My point, as I believe now that I've written enough to find it, is not only that we must make a terribly excessive over-effort to understand the topic of which we speak before we speak on it (I think I'm learning to re-employ that word in my vocabulary! Speak. Speak. Got it!), as we often don't correlate our meanings to what we convey, but also that many aspects of our lives are backwards with and not quite fitting with what we might expect.
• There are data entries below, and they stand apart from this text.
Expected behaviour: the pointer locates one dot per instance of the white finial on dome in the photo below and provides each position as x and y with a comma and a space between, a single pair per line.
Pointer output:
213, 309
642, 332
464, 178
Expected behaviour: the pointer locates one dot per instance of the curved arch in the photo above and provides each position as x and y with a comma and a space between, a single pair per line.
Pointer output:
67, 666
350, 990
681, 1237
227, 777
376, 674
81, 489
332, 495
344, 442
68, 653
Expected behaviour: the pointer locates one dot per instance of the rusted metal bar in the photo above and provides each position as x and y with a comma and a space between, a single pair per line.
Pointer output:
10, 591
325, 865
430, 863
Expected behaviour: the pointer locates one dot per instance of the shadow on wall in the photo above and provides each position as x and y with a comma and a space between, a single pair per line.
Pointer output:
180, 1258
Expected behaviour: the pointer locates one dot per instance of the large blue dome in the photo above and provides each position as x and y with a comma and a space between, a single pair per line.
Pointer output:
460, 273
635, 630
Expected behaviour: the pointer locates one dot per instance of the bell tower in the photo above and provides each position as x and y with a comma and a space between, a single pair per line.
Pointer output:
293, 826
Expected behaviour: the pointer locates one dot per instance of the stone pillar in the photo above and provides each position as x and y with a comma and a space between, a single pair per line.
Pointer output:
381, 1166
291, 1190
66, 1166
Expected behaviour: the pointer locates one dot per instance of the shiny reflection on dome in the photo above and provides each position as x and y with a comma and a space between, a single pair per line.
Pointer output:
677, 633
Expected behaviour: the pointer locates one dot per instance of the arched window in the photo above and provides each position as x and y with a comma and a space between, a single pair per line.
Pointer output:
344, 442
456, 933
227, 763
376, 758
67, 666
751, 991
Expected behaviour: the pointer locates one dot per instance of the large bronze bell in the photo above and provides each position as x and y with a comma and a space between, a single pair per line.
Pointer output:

While sometimes these happenings are easy to watch stumble discordantly by with a mere, "Well, that's ironic," others might hurt too much to make light of. Sometimes, it's not so funny. And that's life. Temporary and ultimately meaningless occurrences which appear at present too painful to joke about.
Once removed from the situation, the person, the burden, or from under the spotlight, underneath the Acme anvil (if you're Wile E. Coyote), under pressure (if you're David Bowie or a member of Queen), circumstances somehow become funnier.
I think this is why time heals. (It's also why we laugh when a friend falls down the stairs in front of a maximum-occupancy middle school cafeteria, but we stop when milk comes pouring out of our noses...but that's much less philosophical.) Because, once we realize that our current situation grossly outweighs the significance of any former present tense, the past becomes more bearable, the embarrassment or failure or trauma eases, and the memories fade into memory. Yes, it does hurt; no, it won't always.
And with that, Irony 101 is dismissed.
Thressa Johnson is a senior at Detroit Lakes High School.